A packet may reach the destination after its adjacent packets have been removed from the buffer, thus rendering it redundant (Melvin & Murphy, 2007). VoIP packets are normally minuscule and carry little information. Hence, it might be hard for a person to detect the missing words in case of packet loss. The only disadvantage is that packets are not lost separately. Bandwidth overcrowding and other sources of packet loss interfere with all the packages that are in transit.
The loss of a single packet might not affect the meaning of the intended message. Nevertheless, probabilistically “the loss of one packet means the loss of several packets” (Tadeus, 2004, p. 179). In other words, the loss of a single packet may result in the loss of numerous packets, thus degrading the quality of service.
Although it is hard to use an efficient delivery protocol like Transmission Control Protocol to enhance the quality of service, one can still minimize the challenge of packet loss. Tadeus (2004) argues that one cannot ensure that all the packets reach the intended destination. If one has an adequate bandwidth, they can send redundant information to cancel the prospect of loss. The problem is that it is hard to get such bandwidth.
The introduction of redundant information results in latency and, at times, aggravates packet loss. Steps are underway to develop novel codecs like internet Low Bit-rate Codec that tolerate packet loss. The codecs will guarantee that the meaning of a message does not change despite the loss of some packets.
Conclusion
The development of Voice over Internet Protocol network is a complex process that must be handled with great care. The network managers can hardly detect the numerous challenges that affect data packets. The incorporation of a VoIP system into an already overworked network may be detrimental to an organization. There is no approved solution to the challenges, which affect voice data that is in transit via a VoIP network.
Organizations must use different solutions selectively according to the nature of VoIP system that they use. Institutions can run secure VoIP systems; however, they have to incur a high cost with respect to installing security measures. Until the experts come up with a reliable and efficient method of running a VoIP network, organizations should operate their systems cautiously. They should ensure that they acquire the correct software and establish the appropriate network infrastructure.
References
Bai, Y., & Ito, M. (2006). A study for providing better quality of service to VoIP users. Advanced Information Networking and Applications, 1(2), 799-804.

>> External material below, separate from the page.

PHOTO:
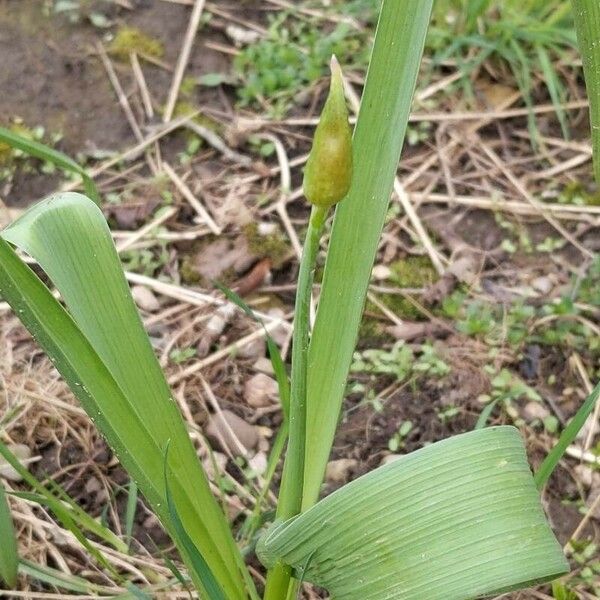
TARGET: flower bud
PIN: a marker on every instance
(328, 172)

Bradbury, D. (2007). The security challenges inherent in VoIP. Computers & Security, 26(7), 485-487.
Cheng, F., & Lai, W. (2010). An overview of VoIP and P2P copyright and lawful-interception issues in the United States and Taiwan. Digital Investigation, 7(2), 81-89.

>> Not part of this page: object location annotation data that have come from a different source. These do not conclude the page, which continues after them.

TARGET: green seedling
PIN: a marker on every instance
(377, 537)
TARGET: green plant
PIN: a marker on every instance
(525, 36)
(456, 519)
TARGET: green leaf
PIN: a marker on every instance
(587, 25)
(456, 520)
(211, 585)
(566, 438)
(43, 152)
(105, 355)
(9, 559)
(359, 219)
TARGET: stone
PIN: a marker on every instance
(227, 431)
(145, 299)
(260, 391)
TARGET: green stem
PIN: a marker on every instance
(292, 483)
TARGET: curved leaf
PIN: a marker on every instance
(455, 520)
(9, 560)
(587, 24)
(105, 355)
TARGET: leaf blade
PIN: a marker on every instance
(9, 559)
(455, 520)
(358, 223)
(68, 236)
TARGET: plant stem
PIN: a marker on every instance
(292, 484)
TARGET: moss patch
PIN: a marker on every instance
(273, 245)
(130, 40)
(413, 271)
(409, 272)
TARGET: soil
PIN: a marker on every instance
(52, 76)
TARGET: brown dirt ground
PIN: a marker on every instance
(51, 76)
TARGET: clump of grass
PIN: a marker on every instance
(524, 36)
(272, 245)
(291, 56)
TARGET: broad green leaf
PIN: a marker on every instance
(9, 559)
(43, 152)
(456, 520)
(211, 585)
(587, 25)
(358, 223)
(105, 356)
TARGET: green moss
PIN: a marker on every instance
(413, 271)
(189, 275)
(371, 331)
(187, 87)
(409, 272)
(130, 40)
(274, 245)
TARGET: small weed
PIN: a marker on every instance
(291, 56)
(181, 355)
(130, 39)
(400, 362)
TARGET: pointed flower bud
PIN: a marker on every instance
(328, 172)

Chong, H., & Matthews, H. (2004). Comparative analysis of traditional telephone and voice-over-internet protocol (VoIP) systems. Electronics and the Environment, 3(1), 106-111.
Endler, D., & Collier, M. (2006). Hacking exposed VoIP: Voice over IP security secrets & solutions, New York: McGraw-Hill.
Jiang, W., & Henning, S. (2000). Analysis of on-off patterns in VoIP and their effect on voice traffic aggregation. Computer Communications and Networks, 4(1), 82-87.
Kumar, A. (2006). An overview of voice over internet protocol (VoIP). Rivier College Online Academic Journal, 2(1), 1-13.
Melvin, H., & Murphy, L. (2007). Time synchronization for VoIP quality of service. Internet Computing, 6(3), 57-63.
Tadeus, U. (2004). Quality of service in VoIP communication. International Journal of Electronics and Communications, 58(3), 178-182.
Toral, H., Torres, D., Hernandez, C., & Estrada, L. (2008). Self-similarity, packet loss, jitter, and packet size: Empirical relationships for VoIP. Electronics, Communications and Computer, 5(3), 11-16.